第3話 初めての取り調べはカツ丼から
無機質な部屋。蛍光灯の白だけが刺す。
「……ここは?」
パイプ椅子に座らされ、優太は落ち着かない足を揺らした。
向かいには、さっきの少女が座っている。制服姿で、戦闘時とは違う穏やかな印象。
「驚かせてごめん。私は天田。
少しだけ質問に答えてもらうよ。怖くないから」
柔らかい笑顔。だが目は真剣。
「まず確認。あのスーツ姿の男に心当たりは?」
「ないです。初めて見ました」
「そう……わかった」
――ピッ
天田の胸元の通信機が鳴る。
『天田、至急。第三会議室へ』
「了解。すぐ行きます」
彼女は優太を一度見つめる。
「大丈夫。すぐ戻るから、待ってて」
短く言い残し、部屋を出た。
ドアが静かに閉まる。
「はぁ……帰れるよな……?」
思わず弱音が零れた、そのとき。
ガラッ。
「よぉ、こっからは俺が相手するぜ」
着流し、大刀一本、寝癖。
どう見ても取り調べに向いてない男が現れた。
「よろしく〜」
ドカッと向かいへ腰を下ろし、
当然のようにカツ丼を置いた。
「まず食え食え。頭動かんだろ?」
「なんでカツ丼……?」
「取り調べっぽいから」
いや雑。
「で、お前さ。何者?」
「……高校生です」
「うん、それは見りゃ分かる」
塚原は箸をくわえ、目を細める。
「記憶処理が効かなかった。
つまり……普通じゃない」
「……」
(やっぱ俺……)
「まあ心配すんな。困ったら俺がなんとかする」
――コン、コン
『対象ノ生体情報ヲ採取シタイ。入室シマス』
「来やがった……」
塚原が舌打ちした直後、
白衣の男が入ってきた。
瞳だけ異様に光り、笑っているのに温度がない。
「すぐ終わるよ」
額にスキャナーをあて──
――ピッ……ピ、ピピピピピ!!!
「……なるほど」
舌なめずりするような笑み。
「非常に、興味深い。
完璧な個体だ」
(……聞き捨てならねぇ言い方)
「終わりか?」
塚原が低い声で問う。
「ええ。

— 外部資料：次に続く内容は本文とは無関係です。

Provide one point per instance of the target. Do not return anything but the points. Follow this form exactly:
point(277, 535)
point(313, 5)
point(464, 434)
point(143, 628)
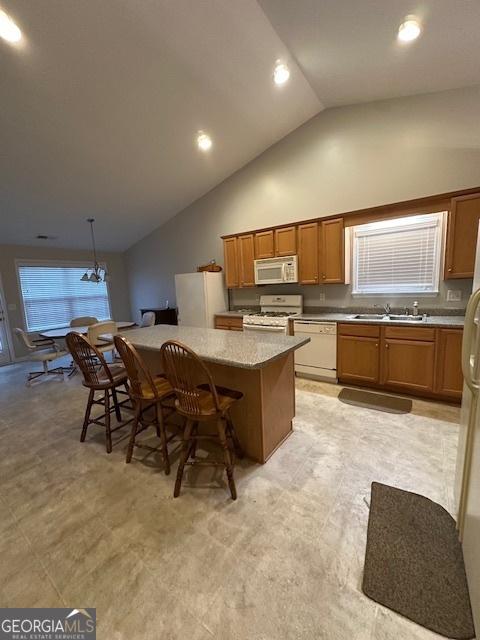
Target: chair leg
point(236, 443)
point(86, 420)
point(184, 457)
point(133, 433)
point(108, 433)
point(118, 415)
point(227, 456)
point(160, 424)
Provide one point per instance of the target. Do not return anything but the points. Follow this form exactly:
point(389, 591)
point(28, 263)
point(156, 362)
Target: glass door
point(5, 356)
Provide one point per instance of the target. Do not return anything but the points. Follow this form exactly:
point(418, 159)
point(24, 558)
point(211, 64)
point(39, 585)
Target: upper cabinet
point(308, 253)
point(264, 245)
point(332, 251)
point(286, 241)
point(230, 253)
point(462, 233)
point(246, 253)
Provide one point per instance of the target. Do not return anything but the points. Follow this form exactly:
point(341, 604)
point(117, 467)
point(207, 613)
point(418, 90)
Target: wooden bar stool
point(99, 377)
point(147, 393)
point(199, 400)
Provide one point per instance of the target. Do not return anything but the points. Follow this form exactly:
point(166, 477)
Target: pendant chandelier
point(96, 273)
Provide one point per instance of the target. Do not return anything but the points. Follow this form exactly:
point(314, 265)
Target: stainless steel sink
point(369, 316)
point(388, 318)
point(405, 318)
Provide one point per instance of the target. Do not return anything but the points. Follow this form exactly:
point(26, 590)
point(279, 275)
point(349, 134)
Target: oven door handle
point(259, 327)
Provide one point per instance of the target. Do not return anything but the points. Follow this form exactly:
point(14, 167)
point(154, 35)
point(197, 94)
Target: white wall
point(116, 264)
point(341, 160)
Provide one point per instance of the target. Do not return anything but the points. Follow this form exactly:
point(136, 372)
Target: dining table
point(62, 332)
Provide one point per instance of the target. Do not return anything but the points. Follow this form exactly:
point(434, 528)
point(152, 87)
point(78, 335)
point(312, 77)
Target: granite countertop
point(429, 321)
point(233, 348)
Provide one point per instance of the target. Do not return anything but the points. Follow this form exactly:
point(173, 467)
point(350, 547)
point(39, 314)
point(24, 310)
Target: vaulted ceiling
point(102, 100)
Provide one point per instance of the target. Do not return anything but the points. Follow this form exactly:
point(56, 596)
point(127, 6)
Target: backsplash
point(339, 296)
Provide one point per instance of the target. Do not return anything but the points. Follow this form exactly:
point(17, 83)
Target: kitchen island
point(261, 366)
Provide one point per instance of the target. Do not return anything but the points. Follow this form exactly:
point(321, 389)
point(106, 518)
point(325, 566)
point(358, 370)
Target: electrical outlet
point(454, 295)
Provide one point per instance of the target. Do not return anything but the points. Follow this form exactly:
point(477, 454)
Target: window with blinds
point(54, 294)
point(398, 256)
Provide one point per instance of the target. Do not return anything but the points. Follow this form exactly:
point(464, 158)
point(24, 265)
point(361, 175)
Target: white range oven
point(274, 314)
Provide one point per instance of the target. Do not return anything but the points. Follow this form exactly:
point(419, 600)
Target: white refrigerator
point(199, 297)
point(467, 478)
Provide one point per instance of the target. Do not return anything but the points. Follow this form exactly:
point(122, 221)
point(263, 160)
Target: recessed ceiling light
point(281, 73)
point(8, 29)
point(204, 142)
point(409, 30)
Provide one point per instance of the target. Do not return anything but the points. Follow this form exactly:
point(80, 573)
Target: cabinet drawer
point(363, 330)
point(410, 333)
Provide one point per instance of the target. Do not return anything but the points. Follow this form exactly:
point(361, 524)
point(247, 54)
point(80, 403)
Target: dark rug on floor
point(378, 401)
point(414, 562)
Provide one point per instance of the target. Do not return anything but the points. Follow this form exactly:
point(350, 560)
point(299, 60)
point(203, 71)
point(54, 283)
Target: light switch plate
point(454, 295)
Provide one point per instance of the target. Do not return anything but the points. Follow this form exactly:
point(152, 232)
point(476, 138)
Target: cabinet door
point(264, 245)
point(286, 241)
point(308, 253)
point(358, 359)
point(462, 233)
point(449, 377)
point(332, 251)
point(408, 364)
point(231, 262)
point(246, 271)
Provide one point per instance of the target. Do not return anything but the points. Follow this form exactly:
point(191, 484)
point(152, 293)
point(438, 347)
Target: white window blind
point(398, 256)
point(54, 294)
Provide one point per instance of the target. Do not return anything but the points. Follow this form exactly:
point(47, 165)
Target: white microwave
point(276, 270)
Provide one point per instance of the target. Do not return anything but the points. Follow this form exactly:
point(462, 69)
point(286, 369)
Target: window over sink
point(53, 293)
point(398, 256)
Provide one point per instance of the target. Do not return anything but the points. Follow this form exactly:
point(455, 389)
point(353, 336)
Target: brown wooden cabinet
point(449, 377)
point(246, 253)
point(332, 251)
point(286, 241)
point(230, 252)
point(229, 323)
point(408, 364)
point(420, 360)
point(308, 253)
point(358, 359)
point(462, 230)
point(264, 245)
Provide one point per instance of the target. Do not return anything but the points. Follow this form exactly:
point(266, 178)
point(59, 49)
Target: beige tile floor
point(80, 528)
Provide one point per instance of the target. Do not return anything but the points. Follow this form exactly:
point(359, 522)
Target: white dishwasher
point(318, 358)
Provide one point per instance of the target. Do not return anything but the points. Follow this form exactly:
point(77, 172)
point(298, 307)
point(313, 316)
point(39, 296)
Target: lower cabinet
point(449, 378)
point(408, 364)
point(418, 360)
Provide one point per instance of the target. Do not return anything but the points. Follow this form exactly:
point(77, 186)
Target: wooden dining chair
point(149, 394)
point(98, 376)
point(199, 400)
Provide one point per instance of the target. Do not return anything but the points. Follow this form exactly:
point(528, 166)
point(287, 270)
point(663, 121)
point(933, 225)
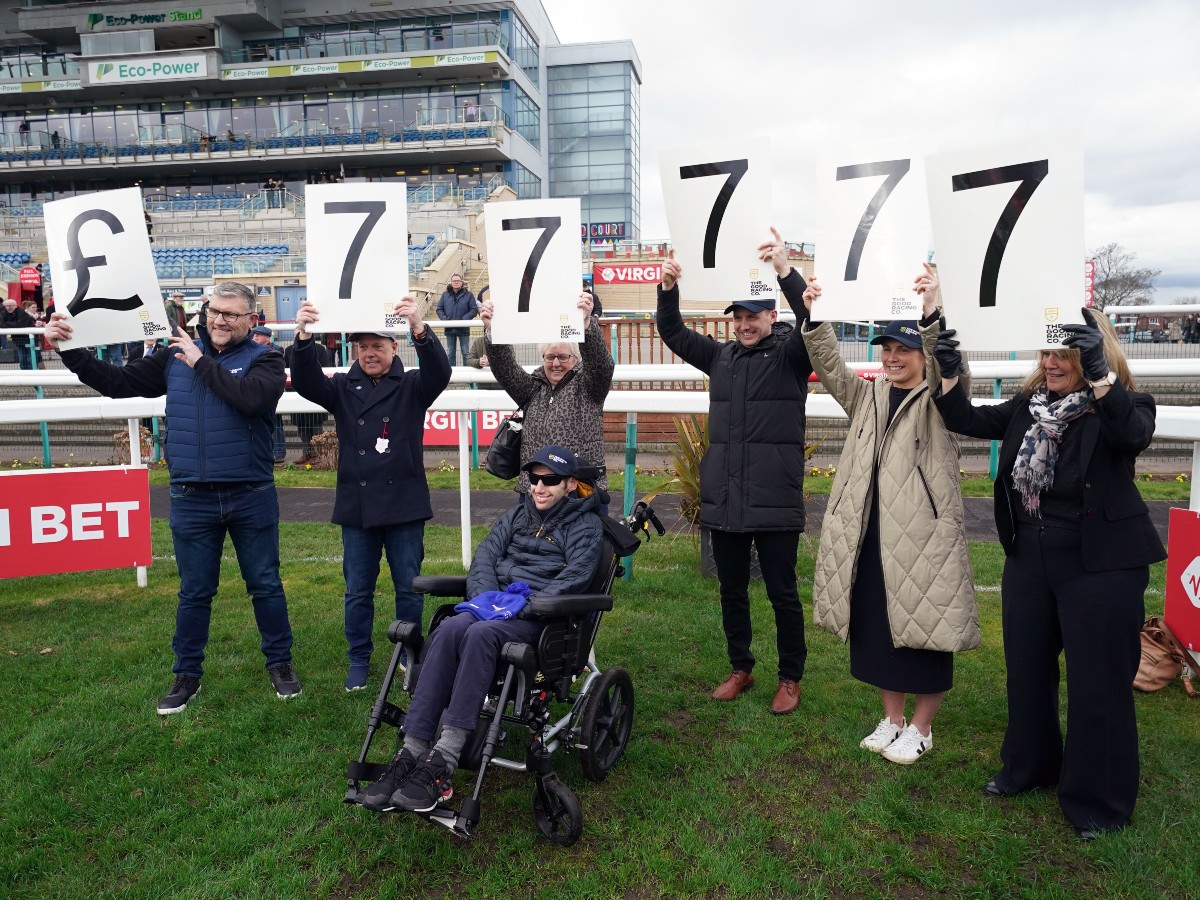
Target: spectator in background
point(309, 425)
point(12, 316)
point(456, 305)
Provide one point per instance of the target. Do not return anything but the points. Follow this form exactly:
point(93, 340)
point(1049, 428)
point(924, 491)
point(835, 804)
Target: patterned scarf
point(1033, 469)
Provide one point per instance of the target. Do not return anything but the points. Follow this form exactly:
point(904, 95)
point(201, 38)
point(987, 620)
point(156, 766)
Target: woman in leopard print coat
point(563, 401)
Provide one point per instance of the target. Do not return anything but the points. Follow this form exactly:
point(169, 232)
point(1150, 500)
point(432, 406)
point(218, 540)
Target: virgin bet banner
point(1008, 226)
point(1182, 607)
point(718, 204)
point(533, 256)
point(874, 231)
point(358, 255)
point(103, 273)
point(73, 520)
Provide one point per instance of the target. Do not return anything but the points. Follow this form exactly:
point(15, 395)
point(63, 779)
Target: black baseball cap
point(905, 331)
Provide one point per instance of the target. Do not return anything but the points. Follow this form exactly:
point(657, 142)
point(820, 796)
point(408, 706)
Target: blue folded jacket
point(497, 604)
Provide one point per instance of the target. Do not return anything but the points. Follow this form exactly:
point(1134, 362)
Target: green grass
point(240, 796)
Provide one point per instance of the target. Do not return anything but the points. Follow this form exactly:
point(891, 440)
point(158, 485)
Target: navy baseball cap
point(751, 305)
point(905, 331)
point(555, 457)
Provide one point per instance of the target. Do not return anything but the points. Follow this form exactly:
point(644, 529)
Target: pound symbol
point(83, 267)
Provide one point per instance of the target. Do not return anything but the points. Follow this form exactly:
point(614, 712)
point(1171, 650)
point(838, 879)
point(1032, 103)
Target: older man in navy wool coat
point(383, 499)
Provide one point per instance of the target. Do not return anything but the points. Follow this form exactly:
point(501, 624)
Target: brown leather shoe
point(733, 685)
point(787, 697)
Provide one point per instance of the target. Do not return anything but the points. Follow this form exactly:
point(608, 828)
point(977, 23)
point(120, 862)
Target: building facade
point(213, 100)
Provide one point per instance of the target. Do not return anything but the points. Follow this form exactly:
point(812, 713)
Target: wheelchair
point(529, 681)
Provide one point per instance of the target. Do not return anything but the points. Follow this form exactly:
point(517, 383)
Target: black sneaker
point(427, 785)
point(285, 681)
point(181, 691)
point(378, 795)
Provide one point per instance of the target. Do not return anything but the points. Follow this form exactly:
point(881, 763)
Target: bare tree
point(1117, 281)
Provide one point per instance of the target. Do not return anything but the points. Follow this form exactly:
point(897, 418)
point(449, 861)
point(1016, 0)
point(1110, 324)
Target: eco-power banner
point(103, 273)
point(719, 210)
point(534, 262)
point(358, 255)
point(159, 69)
point(873, 229)
point(73, 520)
point(1008, 227)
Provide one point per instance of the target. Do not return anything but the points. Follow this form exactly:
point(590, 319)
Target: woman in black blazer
point(1079, 544)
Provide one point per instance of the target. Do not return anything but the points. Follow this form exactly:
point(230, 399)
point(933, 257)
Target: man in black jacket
point(751, 479)
point(551, 543)
point(383, 499)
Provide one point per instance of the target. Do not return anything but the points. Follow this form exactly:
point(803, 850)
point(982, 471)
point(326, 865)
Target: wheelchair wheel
point(556, 809)
point(607, 720)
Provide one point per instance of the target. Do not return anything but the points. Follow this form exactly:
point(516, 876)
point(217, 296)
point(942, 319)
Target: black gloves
point(947, 354)
point(1090, 343)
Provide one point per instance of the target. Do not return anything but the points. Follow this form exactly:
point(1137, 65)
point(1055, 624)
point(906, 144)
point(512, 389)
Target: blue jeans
point(201, 516)
point(462, 337)
point(361, 549)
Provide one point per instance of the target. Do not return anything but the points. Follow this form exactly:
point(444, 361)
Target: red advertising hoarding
point(1182, 607)
point(73, 520)
point(628, 274)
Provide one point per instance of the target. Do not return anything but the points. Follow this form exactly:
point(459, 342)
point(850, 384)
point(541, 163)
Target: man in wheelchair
point(551, 544)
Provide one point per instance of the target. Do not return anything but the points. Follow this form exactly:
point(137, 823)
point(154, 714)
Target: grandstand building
point(202, 105)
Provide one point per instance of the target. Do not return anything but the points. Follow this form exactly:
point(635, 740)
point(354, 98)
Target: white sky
point(954, 71)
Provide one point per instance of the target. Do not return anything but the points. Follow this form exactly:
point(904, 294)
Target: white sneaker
point(910, 747)
point(883, 735)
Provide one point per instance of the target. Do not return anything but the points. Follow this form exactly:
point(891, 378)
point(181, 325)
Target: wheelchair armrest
point(441, 585)
point(568, 605)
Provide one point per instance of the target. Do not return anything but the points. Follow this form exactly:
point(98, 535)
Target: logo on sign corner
point(1191, 582)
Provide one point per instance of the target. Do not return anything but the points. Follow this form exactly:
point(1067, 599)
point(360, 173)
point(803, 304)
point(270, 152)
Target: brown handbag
point(1163, 659)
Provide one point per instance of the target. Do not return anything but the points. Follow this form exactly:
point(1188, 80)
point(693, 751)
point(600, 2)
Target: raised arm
point(695, 349)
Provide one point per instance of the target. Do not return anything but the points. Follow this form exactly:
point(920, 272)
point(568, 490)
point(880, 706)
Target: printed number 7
point(733, 169)
point(894, 169)
point(1030, 174)
point(373, 210)
point(549, 225)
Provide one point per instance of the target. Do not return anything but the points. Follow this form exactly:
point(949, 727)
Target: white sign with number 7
point(535, 265)
point(873, 231)
point(358, 253)
point(1008, 227)
point(718, 204)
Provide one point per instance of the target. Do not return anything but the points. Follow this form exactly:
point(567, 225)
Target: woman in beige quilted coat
point(893, 575)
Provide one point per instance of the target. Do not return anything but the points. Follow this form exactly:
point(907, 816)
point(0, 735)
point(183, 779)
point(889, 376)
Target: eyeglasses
point(233, 318)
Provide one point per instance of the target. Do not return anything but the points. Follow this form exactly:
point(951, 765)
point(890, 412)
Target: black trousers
point(1050, 606)
point(777, 558)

異常なし。
彼は“普通の人間”ですよ」
白衣は名残惜しそうに退室していった。
(絶対、何か知ってる)
優太の背筋が凍る。
「帰るぞ」
塚原が優太の肩を掴む。
「え?どこへ……?」
「気分転換。外の空気だ」
軽く笑うが、声が震えていた。
「安心しな。変なとこ連れてかねぇよ」
そして小声で囁く。
「──ここにいたら、マジで喰われるぞ」
優太は黙って、その背中を追うしかなかった。